Comment cette situation peut-elle évoluer à votre avis ?
Je suis très inquiète. Je me suis exprimée sur les gouvernants, mais la classe politique n'est pas au rendez-vous, elle continue de se parler entre elle. En plus, l'une des grandes solutions miracles de ce système ce sont ces amnisties octroyées par le haut. C'est fini, et le M'zab est encore la grande preuve que c'est vraiment fini. Il y a eu des amnisties à Berriane et ailleurs, mais cela n'a jamais empêché les évènements de reprendre, car pendant tout ce temps-là on ne parle pas de ce qui se passe réellement à travers le territoire. On fait de Ghardaïa un chef-lieu de wilaya, depuis les années 1956 avec la découverte du pétrole, il y a un appel des populations. Et les populations ont changé, elles se sont mixées. De plus, cette région est une halte vers les routes du Sud, les populations viennent du Sahara, elles ont toujours été les bienvenues et vécu ensemble. Dans mon livre «Relire les ittifakate» je démontre d'ailleurs que les chaâmbas ont toujours évolué en collectivité. Ils ont toujours trouvé une solution aux problèmes qui se posaient. Seulement aujourd'hui, on ne parle pas des trafiquants d'armes, de drogue... On les passe sous silence. Quels sont les moyens de passer des cargaisons ? Provoquer des évènements au centre-ville, toutes les forces de police, de l'armée sont là et la cargaison passe. Je veux dire qu'il y a des violences culturelles, symboliques, matérielles, politiques qui figurent sur tous le territoire d'Algérie.
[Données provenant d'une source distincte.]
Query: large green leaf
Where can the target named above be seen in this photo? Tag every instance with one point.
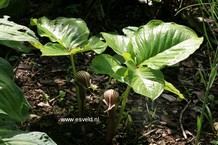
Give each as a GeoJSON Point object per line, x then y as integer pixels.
{"type": "Point", "coordinates": [69, 36]}
{"type": "Point", "coordinates": [106, 64]}
{"type": "Point", "coordinates": [4, 3]}
{"type": "Point", "coordinates": [96, 45]}
{"type": "Point", "coordinates": [120, 44]}
{"type": "Point", "coordinates": [17, 45]}
{"type": "Point", "coordinates": [10, 137]}
{"type": "Point", "coordinates": [12, 100]}
{"type": "Point", "coordinates": [12, 34]}
{"type": "Point", "coordinates": [69, 32]}
{"type": "Point", "coordinates": [145, 81]}
{"type": "Point", "coordinates": [159, 44]}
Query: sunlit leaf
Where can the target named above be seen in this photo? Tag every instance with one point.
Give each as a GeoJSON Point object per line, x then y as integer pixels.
{"type": "Point", "coordinates": [69, 35]}
{"type": "Point", "coordinates": [106, 64]}
{"type": "Point", "coordinates": [25, 138]}
{"type": "Point", "coordinates": [145, 81]}
{"type": "Point", "coordinates": [158, 44]}
{"type": "Point", "coordinates": [169, 87]}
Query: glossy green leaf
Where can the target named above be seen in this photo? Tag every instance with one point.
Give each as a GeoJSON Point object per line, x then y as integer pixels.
{"type": "Point", "coordinates": [145, 81]}
{"type": "Point", "coordinates": [18, 46]}
{"type": "Point", "coordinates": [54, 49]}
{"type": "Point", "coordinates": [96, 45]}
{"type": "Point", "coordinates": [106, 64]}
{"type": "Point", "coordinates": [69, 35]}
{"type": "Point", "coordinates": [169, 87]}
{"type": "Point", "coordinates": [25, 138]}
{"type": "Point", "coordinates": [4, 3]}
{"type": "Point", "coordinates": [159, 44]}
{"type": "Point", "coordinates": [12, 100]}
{"type": "Point", "coordinates": [13, 34]}
{"type": "Point", "coordinates": [69, 32]}
{"type": "Point", "coordinates": [130, 31]}
{"type": "Point", "coordinates": [120, 44]}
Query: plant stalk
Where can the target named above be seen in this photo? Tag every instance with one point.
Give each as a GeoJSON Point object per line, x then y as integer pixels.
{"type": "Point", "coordinates": [111, 126]}
{"type": "Point", "coordinates": [76, 86]}
{"type": "Point", "coordinates": [123, 105]}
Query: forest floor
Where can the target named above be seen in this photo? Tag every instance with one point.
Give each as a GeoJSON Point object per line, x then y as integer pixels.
{"type": "Point", "coordinates": [48, 85]}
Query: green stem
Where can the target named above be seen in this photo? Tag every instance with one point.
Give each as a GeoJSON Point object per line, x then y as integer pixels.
{"type": "Point", "coordinates": [123, 105]}
{"type": "Point", "coordinates": [76, 86]}
{"type": "Point", "coordinates": [102, 96]}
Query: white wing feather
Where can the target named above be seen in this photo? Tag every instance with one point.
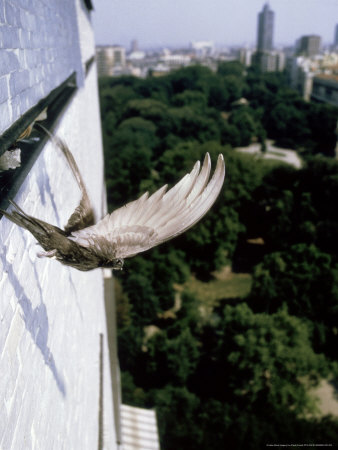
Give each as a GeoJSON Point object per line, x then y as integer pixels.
{"type": "Point", "coordinates": [149, 221]}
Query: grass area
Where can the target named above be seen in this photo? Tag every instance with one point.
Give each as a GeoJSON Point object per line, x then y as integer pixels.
{"type": "Point", "coordinates": [224, 285]}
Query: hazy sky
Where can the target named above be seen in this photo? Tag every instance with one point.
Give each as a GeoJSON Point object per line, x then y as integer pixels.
{"type": "Point", "coordinates": [177, 22]}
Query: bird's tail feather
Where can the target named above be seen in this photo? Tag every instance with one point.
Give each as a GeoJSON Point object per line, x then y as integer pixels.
{"type": "Point", "coordinates": [20, 218]}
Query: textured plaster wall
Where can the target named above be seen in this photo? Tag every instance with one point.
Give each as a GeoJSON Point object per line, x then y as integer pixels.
{"type": "Point", "coordinates": [39, 48]}
{"type": "Point", "coordinates": [52, 316]}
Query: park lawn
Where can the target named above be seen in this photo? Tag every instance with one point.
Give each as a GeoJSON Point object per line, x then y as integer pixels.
{"type": "Point", "coordinates": [224, 285]}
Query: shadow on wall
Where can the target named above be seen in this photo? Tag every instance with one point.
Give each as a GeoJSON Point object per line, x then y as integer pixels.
{"type": "Point", "coordinates": [36, 322]}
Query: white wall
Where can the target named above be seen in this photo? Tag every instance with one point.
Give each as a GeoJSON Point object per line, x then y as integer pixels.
{"type": "Point", "coordinates": [52, 316]}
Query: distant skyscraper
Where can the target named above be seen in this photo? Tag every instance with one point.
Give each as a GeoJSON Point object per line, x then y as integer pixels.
{"type": "Point", "coordinates": [134, 45]}
{"type": "Point", "coordinates": [265, 29]}
{"type": "Point", "coordinates": [309, 45]}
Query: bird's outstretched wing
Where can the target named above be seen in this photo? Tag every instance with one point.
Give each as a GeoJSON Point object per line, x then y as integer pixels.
{"type": "Point", "coordinates": [83, 216]}
{"type": "Point", "coordinates": [149, 221]}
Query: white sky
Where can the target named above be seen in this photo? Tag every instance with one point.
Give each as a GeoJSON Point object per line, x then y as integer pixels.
{"type": "Point", "coordinates": [156, 23]}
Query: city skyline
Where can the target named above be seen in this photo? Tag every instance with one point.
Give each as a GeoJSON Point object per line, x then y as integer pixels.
{"type": "Point", "coordinates": [157, 23]}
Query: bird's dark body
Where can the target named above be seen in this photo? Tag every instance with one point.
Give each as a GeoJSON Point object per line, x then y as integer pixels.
{"type": "Point", "coordinates": [129, 230]}
{"type": "Point", "coordinates": [56, 242]}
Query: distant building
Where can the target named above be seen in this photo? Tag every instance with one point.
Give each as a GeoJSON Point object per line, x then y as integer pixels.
{"type": "Point", "coordinates": [325, 89]}
{"type": "Point", "coordinates": [271, 61]}
{"type": "Point", "coordinates": [110, 59]}
{"type": "Point", "coordinates": [203, 48]}
{"type": "Point", "coordinates": [335, 40]}
{"type": "Point", "coordinates": [265, 29]}
{"type": "Point", "coordinates": [301, 71]}
{"type": "Point", "coordinates": [134, 46]}
{"type": "Point", "coordinates": [309, 45]}
{"type": "Point", "coordinates": [245, 56]}
{"type": "Point", "coordinates": [265, 57]}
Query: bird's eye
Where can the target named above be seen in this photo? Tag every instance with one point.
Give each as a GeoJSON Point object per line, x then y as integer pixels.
{"type": "Point", "coordinates": [118, 264]}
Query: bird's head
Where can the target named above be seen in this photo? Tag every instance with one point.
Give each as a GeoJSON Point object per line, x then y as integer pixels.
{"type": "Point", "coordinates": [115, 264]}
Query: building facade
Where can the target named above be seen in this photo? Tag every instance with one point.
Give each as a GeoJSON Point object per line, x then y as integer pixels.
{"type": "Point", "coordinates": [309, 45]}
{"type": "Point", "coordinates": [265, 29]}
{"type": "Point", "coordinates": [55, 384]}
Il n'y a pas que le M'zab...
C'est vrai. J'ai mené une enquête à Annaba, je suis passée par El-Hadjar. J'en ai pleuré. C'est un cimetière d'usine. Les vitres cassées, les machines outils à l'arrêt dans les parcs de l'usine. J'ai interviewé des ouvriers, de vieux syndicalistes qui se souviennent d'El-Hadjar, et je n'entends que «on ne nous a pas donné, on ne nous a rien fait». Ils n'ont plus de travail et attendent qu'on leur donne. Les citoyens ont été transformés en assistés et culpabilisés sur la montée démographique en disant comme en 70 que cela met en danger le développement. Mais où est le développement ? Qu'on nous le montre. Mais il y a, d'un autre côté, un aveuglement des dirigeants qui pensent que la société n'avance pas. Elle connaît pourtant des mutations. Encore une fois, je me base sur une enquête que j'ai dirigée en 2012 pour les PNR, Programmes nationaux de recherche sur les mutations familiales, et qui est publiée au Crasc. Sur 1600 familles on a vu des changements sidérants. Par exemple, avant on habitait chez le mari mais aujourd'hui on peut habiter chez sa femme si elle détient un logement de fonction.
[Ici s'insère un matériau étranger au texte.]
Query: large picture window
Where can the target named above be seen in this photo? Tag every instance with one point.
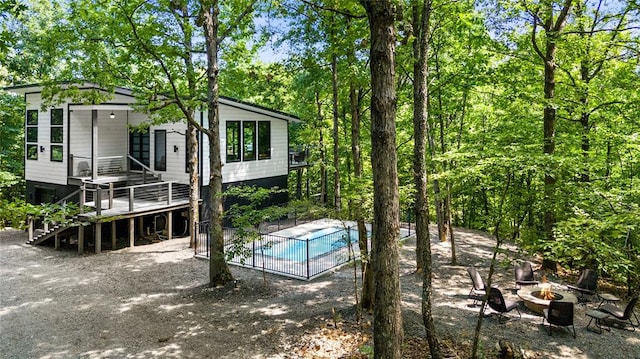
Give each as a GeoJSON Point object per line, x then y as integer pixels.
{"type": "Point", "coordinates": [264, 140]}
{"type": "Point", "coordinates": [253, 137]}
{"type": "Point", "coordinates": [57, 134]}
{"type": "Point", "coordinates": [160, 150]}
{"type": "Point", "coordinates": [233, 141]}
{"type": "Point", "coordinates": [249, 141]}
{"type": "Point", "coordinates": [31, 134]}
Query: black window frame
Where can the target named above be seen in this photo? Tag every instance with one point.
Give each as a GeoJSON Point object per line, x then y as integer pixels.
{"type": "Point", "coordinates": [56, 135]}
{"type": "Point", "coordinates": [249, 140]}
{"type": "Point", "coordinates": [31, 135]}
{"type": "Point", "coordinates": [233, 141]}
{"type": "Point", "coordinates": [264, 140]}
{"type": "Point", "coordinates": [159, 152]}
{"type": "Point", "coordinates": [57, 153]}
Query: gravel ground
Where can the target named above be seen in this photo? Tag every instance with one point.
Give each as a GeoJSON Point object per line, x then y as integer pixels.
{"type": "Point", "coordinates": [153, 301]}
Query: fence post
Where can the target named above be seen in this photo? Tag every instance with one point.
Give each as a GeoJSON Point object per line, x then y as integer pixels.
{"type": "Point", "coordinates": [196, 237]}
{"type": "Point", "coordinates": [83, 198]}
{"type": "Point", "coordinates": [30, 228]}
{"type": "Point", "coordinates": [98, 201]}
{"type": "Point", "coordinates": [111, 195]}
{"type": "Point", "coordinates": [308, 272]}
{"type": "Point", "coordinates": [131, 198]}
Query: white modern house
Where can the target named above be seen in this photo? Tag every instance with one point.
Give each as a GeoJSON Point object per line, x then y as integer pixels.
{"type": "Point", "coordinates": [131, 179]}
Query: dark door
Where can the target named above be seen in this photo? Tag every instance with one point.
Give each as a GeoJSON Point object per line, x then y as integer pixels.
{"type": "Point", "coordinates": [139, 148]}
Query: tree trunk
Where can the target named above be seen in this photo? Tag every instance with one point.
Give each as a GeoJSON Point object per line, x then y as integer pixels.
{"type": "Point", "coordinates": [219, 272]}
{"type": "Point", "coordinates": [388, 331]}
{"type": "Point", "coordinates": [421, 21]}
{"type": "Point", "coordinates": [336, 140]}
{"type": "Point", "coordinates": [365, 257]}
{"type": "Point", "coordinates": [553, 30]}
{"type": "Point", "coordinates": [323, 159]}
{"type": "Point", "coordinates": [194, 182]}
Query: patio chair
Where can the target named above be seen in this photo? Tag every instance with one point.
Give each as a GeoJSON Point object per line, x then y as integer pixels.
{"type": "Point", "coordinates": [622, 315]}
{"type": "Point", "coordinates": [524, 275]}
{"type": "Point", "coordinates": [560, 314]}
{"type": "Point", "coordinates": [586, 285]}
{"type": "Point", "coordinates": [477, 291]}
{"type": "Point", "coordinates": [497, 302]}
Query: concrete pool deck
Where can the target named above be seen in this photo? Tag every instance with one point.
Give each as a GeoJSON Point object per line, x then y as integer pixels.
{"type": "Point", "coordinates": [305, 268]}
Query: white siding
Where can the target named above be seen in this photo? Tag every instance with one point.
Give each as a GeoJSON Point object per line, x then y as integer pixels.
{"type": "Point", "coordinates": [277, 165]}
{"type": "Point", "coordinates": [80, 140]}
{"type": "Point", "coordinates": [176, 161]}
{"type": "Point", "coordinates": [43, 169]}
{"type": "Point", "coordinates": [113, 138]}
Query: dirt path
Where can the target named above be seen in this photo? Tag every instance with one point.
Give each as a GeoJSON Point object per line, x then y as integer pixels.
{"type": "Point", "coordinates": [152, 301]}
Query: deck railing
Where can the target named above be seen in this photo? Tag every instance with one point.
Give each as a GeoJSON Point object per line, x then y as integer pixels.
{"type": "Point", "coordinates": [132, 198]}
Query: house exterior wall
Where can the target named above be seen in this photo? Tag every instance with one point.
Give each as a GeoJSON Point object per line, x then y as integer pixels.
{"type": "Point", "coordinates": [113, 140]}
{"type": "Point", "coordinates": [233, 172]}
{"type": "Point", "coordinates": [43, 169]}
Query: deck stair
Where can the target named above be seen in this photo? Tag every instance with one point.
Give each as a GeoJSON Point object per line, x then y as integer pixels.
{"type": "Point", "coordinates": [48, 231]}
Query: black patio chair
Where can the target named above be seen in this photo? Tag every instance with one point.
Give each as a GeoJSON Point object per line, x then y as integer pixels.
{"type": "Point", "coordinates": [524, 275]}
{"type": "Point", "coordinates": [477, 291]}
{"type": "Point", "coordinates": [586, 285]}
{"type": "Point", "coordinates": [497, 302]}
{"type": "Point", "coordinates": [622, 315]}
{"type": "Point", "coordinates": [560, 314]}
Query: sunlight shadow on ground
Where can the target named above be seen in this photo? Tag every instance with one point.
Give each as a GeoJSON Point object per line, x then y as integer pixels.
{"type": "Point", "coordinates": [141, 300]}
{"type": "Point", "coordinates": [23, 306]}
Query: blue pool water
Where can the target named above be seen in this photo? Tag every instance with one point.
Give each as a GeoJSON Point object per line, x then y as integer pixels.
{"type": "Point", "coordinates": [319, 243]}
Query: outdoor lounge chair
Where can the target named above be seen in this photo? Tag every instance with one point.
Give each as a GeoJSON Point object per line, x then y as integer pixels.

La condition de la femme s'est complètement transformée. Même si le marché de l'emploi féminin s'est écroulé, on ne peut plus parler aujourd'hui de femmes au foyer. Elles sont au marché, dans les administrations pour retirer des papiers, dans les salons de thé, elles sont partout. La femme est éduquée et elle a totalement transformé la notion de femme au foyer. Regardons ensuite la position du père. Tout l'édifice des familles est basée sur la figure protectrice du père, du wali, or, le père on l'a «tué» à la télévision en direct avec la mort de Boudiaf symboliquement, mais on l'a tué dans la réalité car il n'a plus ses enfants qui ont besoin de son argent. Il n'est plus un acteur économique, il n'est plus un acteur politique, il n'a pas le droit de s'exprimer s'il sort dans la rue on l'embarque. Qu'a-t-on laissé à cet homme pour qu'il continue à être le père protecteur. Et la preuve qu'il n'est plus là, c'est toutes ces femmes qui sortent dans la rue avec leurs enfants. La société a changé très vite. En 90, cela n'existait pas. Il y a des femmes trabendistes, harraga.
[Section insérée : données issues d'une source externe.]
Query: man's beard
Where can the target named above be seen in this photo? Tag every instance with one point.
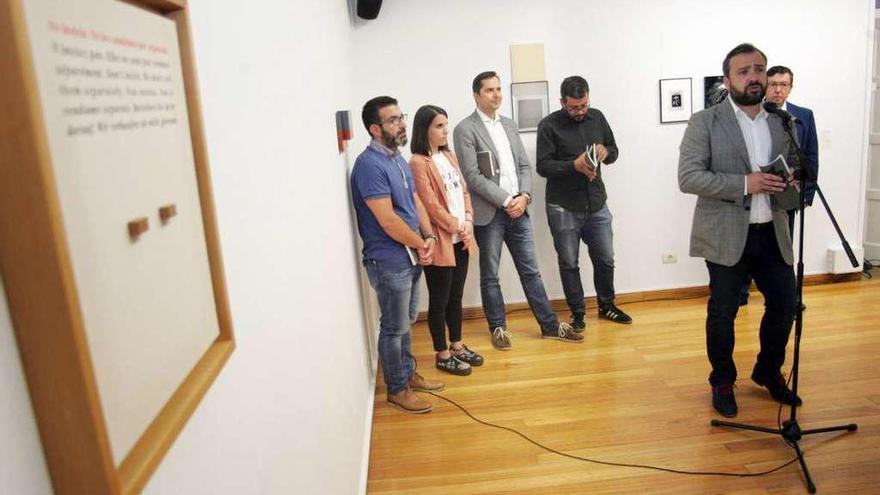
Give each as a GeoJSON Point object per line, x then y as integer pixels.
{"type": "Point", "coordinates": [744, 98]}
{"type": "Point", "coordinates": [392, 141]}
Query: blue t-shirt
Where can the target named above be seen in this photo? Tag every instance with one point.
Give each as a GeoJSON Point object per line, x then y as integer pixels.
{"type": "Point", "coordinates": [377, 175]}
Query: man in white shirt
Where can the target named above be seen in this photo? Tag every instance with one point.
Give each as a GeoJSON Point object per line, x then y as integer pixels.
{"type": "Point", "coordinates": [737, 226]}
{"type": "Point", "coordinates": [498, 174]}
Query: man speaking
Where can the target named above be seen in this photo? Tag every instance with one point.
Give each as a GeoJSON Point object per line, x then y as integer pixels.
{"type": "Point", "coordinates": [737, 226]}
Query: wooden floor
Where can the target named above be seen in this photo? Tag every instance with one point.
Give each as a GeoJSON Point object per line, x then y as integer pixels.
{"type": "Point", "coordinates": [638, 394]}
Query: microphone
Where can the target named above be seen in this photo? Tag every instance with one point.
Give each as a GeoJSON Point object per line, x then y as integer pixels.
{"type": "Point", "coordinates": [771, 107]}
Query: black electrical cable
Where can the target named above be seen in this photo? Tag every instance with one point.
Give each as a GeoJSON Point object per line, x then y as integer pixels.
{"type": "Point", "coordinates": [609, 463]}
{"type": "Point", "coordinates": [625, 464]}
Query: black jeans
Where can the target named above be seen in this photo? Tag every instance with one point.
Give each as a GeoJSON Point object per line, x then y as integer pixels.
{"type": "Point", "coordinates": [445, 289]}
{"type": "Point", "coordinates": [775, 279]}
{"type": "Point", "coordinates": [792, 215]}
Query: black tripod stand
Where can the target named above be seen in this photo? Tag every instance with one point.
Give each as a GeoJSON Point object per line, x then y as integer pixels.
{"type": "Point", "coordinates": [790, 430]}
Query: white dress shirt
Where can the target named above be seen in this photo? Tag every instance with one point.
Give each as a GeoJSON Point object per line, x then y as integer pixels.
{"type": "Point", "coordinates": [756, 133]}
{"type": "Point", "coordinates": [508, 179]}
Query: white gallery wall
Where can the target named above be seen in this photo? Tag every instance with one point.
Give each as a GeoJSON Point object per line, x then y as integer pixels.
{"type": "Point", "coordinates": [291, 411]}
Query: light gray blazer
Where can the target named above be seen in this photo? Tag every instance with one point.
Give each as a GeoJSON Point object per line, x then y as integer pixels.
{"type": "Point", "coordinates": [471, 136]}
{"type": "Point", "coordinates": [712, 164]}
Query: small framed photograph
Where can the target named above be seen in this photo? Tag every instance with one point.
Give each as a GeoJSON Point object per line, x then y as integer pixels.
{"type": "Point", "coordinates": [676, 103]}
{"type": "Point", "coordinates": [714, 91]}
{"type": "Point", "coordinates": [530, 104]}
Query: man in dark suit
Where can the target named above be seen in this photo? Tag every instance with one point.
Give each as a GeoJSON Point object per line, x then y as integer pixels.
{"type": "Point", "coordinates": [737, 226]}
{"type": "Point", "coordinates": [499, 176]}
{"type": "Point", "coordinates": [780, 80]}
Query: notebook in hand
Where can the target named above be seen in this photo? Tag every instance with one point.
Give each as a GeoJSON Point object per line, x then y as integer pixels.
{"type": "Point", "coordinates": [789, 198]}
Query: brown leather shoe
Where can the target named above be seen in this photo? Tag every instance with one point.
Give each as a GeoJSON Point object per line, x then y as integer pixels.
{"type": "Point", "coordinates": [418, 382]}
{"type": "Point", "coordinates": [407, 401]}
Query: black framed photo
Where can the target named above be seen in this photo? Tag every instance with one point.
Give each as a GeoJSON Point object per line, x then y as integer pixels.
{"type": "Point", "coordinates": [676, 102]}
{"type": "Point", "coordinates": [714, 91]}
{"type": "Point", "coordinates": [530, 102]}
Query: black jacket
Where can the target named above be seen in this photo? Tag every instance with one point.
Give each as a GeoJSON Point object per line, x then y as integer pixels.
{"type": "Point", "coordinates": [560, 140]}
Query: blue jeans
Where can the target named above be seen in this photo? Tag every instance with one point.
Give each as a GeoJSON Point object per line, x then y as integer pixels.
{"type": "Point", "coordinates": [569, 228]}
{"type": "Point", "coordinates": [517, 234]}
{"type": "Point", "coordinates": [397, 292]}
{"type": "Point", "coordinates": [775, 279]}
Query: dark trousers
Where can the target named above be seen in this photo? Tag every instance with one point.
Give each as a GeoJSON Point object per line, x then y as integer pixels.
{"type": "Point", "coordinates": [445, 289]}
{"type": "Point", "coordinates": [775, 279]}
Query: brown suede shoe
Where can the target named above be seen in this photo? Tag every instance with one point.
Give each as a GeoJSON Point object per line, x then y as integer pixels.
{"type": "Point", "coordinates": [418, 382]}
{"type": "Point", "coordinates": [407, 401]}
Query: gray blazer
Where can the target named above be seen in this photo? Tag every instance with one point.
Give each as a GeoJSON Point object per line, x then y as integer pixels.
{"type": "Point", "coordinates": [713, 163]}
{"type": "Point", "coordinates": [471, 136]}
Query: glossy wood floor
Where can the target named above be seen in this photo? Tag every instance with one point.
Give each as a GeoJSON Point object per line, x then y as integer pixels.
{"type": "Point", "coordinates": [638, 394]}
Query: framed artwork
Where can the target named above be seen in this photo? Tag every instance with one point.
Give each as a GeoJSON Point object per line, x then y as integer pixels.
{"type": "Point", "coordinates": [714, 91]}
{"type": "Point", "coordinates": [111, 227]}
{"type": "Point", "coordinates": [676, 102]}
{"type": "Point", "coordinates": [530, 104]}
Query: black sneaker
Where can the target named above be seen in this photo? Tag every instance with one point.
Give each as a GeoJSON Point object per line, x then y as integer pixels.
{"type": "Point", "coordinates": [500, 339]}
{"type": "Point", "coordinates": [778, 389]}
{"type": "Point", "coordinates": [468, 356]}
{"type": "Point", "coordinates": [614, 314]}
{"type": "Point", "coordinates": [453, 366]}
{"type": "Point", "coordinates": [577, 322]}
{"type": "Point", "coordinates": [564, 333]}
{"type": "Point", "coordinates": [723, 400]}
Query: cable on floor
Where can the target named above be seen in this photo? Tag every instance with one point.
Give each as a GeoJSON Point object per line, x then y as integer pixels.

Vous avez travaillé sur les harraga ?
Mes collègues l'ont fait, et puis je me suis rendue à Annaba qui est la gare maritime des harraga. Je pourrais dire la même chose de Constantine qui se met à être nostalgique. Chez nous, les harraga sont des boat peoples, mais ils ne partent pas parce qu'ils ont faim, ils partent car ils n'ont pas de droits. C'est une société où on n'a pas le droit de s'exprimer, de vivre, où l'âge de mariage est à trente ans, où on place tous les gens en criminalité. La société est placée dans une situation d'interdiction de penser, la preuve par les élites, par les coups qu'ont pris mes collègues universitaires. Le système ne veut pas d'élite car il a du pétrole et que tout l'enjeu est justement l'accès à la rente. Tous ceux qui sont en mesure d'analyser, de décrypter sont interdits de parole. Qu'est-ce qui a été fait contre le départ des élites ? La société a réagi en faisant appel à des lanceurs d'alerte, ils sont comme les blogueurs, en prison. Je ne comprends pas pourquoi mes collègues sont muets sur ce qui se passe au M'zab, Fekhar présenté come un activiste ibadite alors qu'il est activiste algérien, les 140 femmes qui observent le jeûne par protestation contre les procès politiques qui se préparent dans la vallée du M'zab. Comment analysez-vous le comportement, parfois très violent, des jeunes durant des actes de protestation ? Les autorités, mais aussi une grande majorité de la population, les considère comme des casseurs en fait...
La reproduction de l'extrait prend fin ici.